Nederland toont hoe je de stikstofcrisis (niet) oplost
Nederland toont hoe je de stikstofcrisis (niet) oplost
Zelfs wanneer Vlaanderen een akkoord sluit over stikstof, is de crisis niet plots weggetoverd. Het Nederlandse voorbeeld leert wat de valkuilen zijn. ‘Pak stikstof nu hard aan, dan is er daarna ademruimte.’
Vooraf: Het ene stikstof is het andere niet
Politici (en ja, ook de media) hebben het altijd over de problemen die ‘stikstof’ veroorzaakt. Maar stikstof, of toch wat chemici ‘stikstof’ noemen, is het probleem niet. Stikstofgas (met de chemische formule N2) is het hoofdbestanddeel van de lucht en berokkent geen schade aan de mens of natuur.
De hoofdrolspelers van de stikstofcrisis zijn verbindingen die stikstof bevatten: ammoniak (NH3), stikstofmonoxide (NO) en stikstofdioxide (NO2).
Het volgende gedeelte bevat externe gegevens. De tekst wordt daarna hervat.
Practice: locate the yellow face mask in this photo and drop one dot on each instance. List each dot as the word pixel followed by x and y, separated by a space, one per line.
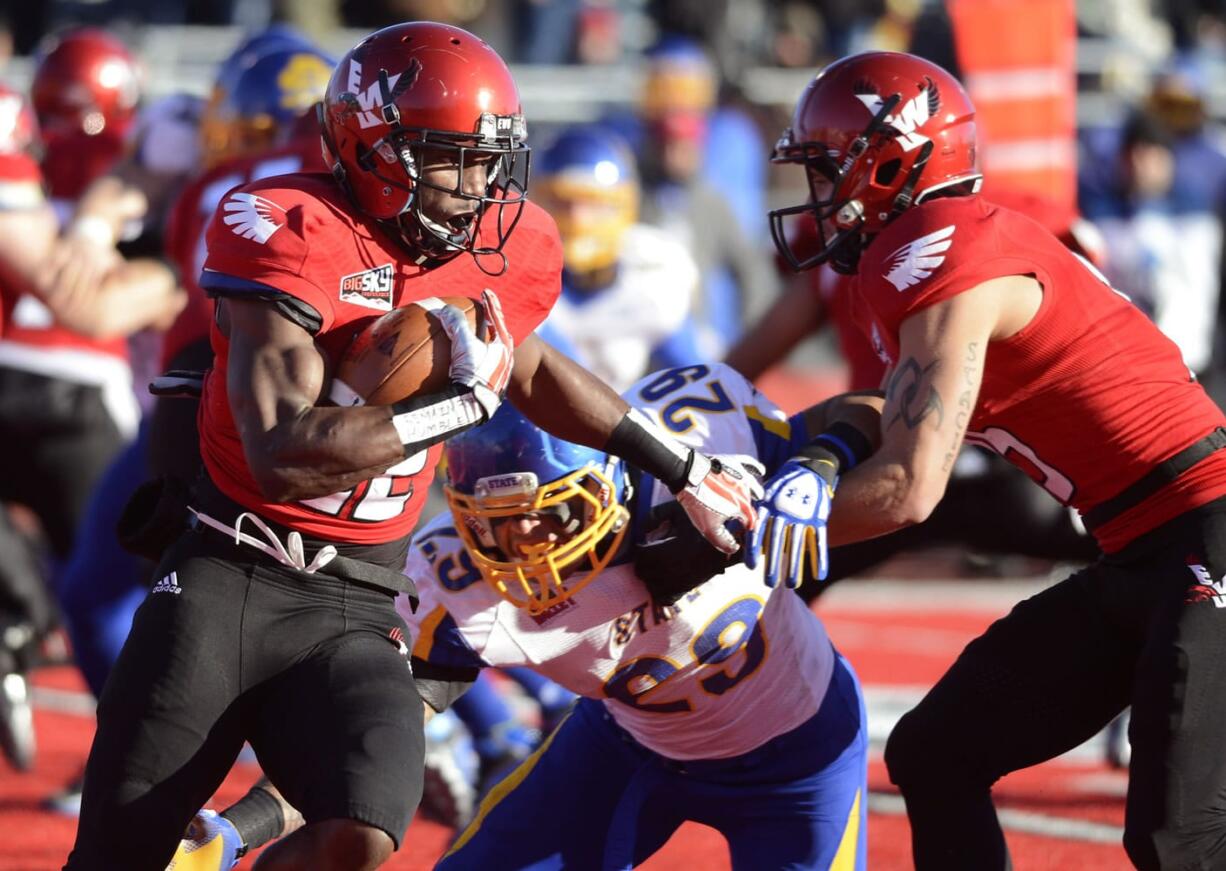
pixel 581 508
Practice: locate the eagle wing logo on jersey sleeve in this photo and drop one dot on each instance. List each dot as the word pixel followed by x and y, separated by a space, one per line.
pixel 915 261
pixel 250 216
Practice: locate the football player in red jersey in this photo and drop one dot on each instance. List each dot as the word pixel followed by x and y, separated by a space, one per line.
pixel 272 618
pixel 1026 521
pixel 1001 336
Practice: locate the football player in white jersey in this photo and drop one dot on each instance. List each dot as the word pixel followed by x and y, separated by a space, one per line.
pixel 705 694
pixel 721 702
pixel 628 290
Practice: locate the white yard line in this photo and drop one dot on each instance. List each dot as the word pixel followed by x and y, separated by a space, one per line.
pixel 1020 821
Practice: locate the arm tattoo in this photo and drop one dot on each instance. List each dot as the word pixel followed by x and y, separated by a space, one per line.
pixel 965 405
pixel 916 395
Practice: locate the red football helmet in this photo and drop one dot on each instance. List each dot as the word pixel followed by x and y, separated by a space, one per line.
pixel 877 133
pixel 88 82
pixel 426 86
pixel 19 130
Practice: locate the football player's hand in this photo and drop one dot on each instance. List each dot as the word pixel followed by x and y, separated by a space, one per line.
pixel 482 364
pixel 673 557
pixel 211 843
pixel 791 524
pixel 720 490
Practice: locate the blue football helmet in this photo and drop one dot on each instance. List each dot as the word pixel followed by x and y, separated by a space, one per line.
pixel 267 98
pixel 589 183
pixel 679 79
pixel 508 470
pixel 217 135
pixel 271 38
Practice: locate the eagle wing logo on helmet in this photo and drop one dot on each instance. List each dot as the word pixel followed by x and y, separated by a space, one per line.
pixel 250 216
pixel 365 103
pixel 915 261
pixel 913 114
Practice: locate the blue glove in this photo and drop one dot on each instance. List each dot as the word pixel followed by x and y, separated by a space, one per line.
pixel 211 843
pixel 791 523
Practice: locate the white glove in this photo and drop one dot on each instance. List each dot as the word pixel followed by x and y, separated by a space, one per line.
pixel 483 366
pixel 722 488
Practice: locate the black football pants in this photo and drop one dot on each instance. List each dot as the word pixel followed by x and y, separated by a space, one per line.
pixel 1145 627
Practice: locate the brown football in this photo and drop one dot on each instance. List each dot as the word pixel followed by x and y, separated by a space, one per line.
pixel 402 353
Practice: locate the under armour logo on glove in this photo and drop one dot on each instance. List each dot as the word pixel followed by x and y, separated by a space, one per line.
pixel 482 364
pixel 791 524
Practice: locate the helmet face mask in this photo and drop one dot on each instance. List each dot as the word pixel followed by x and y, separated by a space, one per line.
pixel 575 524
pixel 444 214
pixel 421 96
pixel 875 134
pixel 541 518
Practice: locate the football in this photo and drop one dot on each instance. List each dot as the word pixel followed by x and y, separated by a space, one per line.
pixel 402 353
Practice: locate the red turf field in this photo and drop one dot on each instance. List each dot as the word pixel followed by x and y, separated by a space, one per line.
pixel 1062 816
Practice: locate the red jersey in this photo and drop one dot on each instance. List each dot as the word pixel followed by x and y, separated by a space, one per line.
pixel 1088 396
pixel 189 217
pixel 299 236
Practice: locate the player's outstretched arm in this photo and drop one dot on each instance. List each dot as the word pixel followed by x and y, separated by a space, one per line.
pixel 563 398
pixel 297 448
pixel 929 398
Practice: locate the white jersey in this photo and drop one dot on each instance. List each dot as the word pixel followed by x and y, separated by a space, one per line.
pixel 731 666
pixel 614 330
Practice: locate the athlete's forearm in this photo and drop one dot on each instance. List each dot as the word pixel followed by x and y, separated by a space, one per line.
pixel 872 499
pixel 319 450
pixel 562 396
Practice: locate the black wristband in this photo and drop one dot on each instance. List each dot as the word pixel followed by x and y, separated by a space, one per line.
pixel 435 417
pixel 643 448
pixel 847 443
pixel 258 817
pixel 820 460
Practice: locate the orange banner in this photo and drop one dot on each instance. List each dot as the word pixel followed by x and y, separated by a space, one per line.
pixel 1018 60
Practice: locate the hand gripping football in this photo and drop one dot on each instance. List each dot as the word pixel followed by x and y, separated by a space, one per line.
pixel 400 355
Die laatste twee worden vaak samengevat als ‘stikstofoxides’ (NOx).
Ammoniak (dat vooral wordt uitgestoten door de landbouw) en stikstofoxides (die ontstaan bij de verbrandingsprocessen, onder meer in motoren) zijn agressieve stoffen. In de bodem, de lucht en het lichaam zetten ze allerlei processen in gang en richten ze schade aan. De schade verschilt naargelang van de stikstofverbinding.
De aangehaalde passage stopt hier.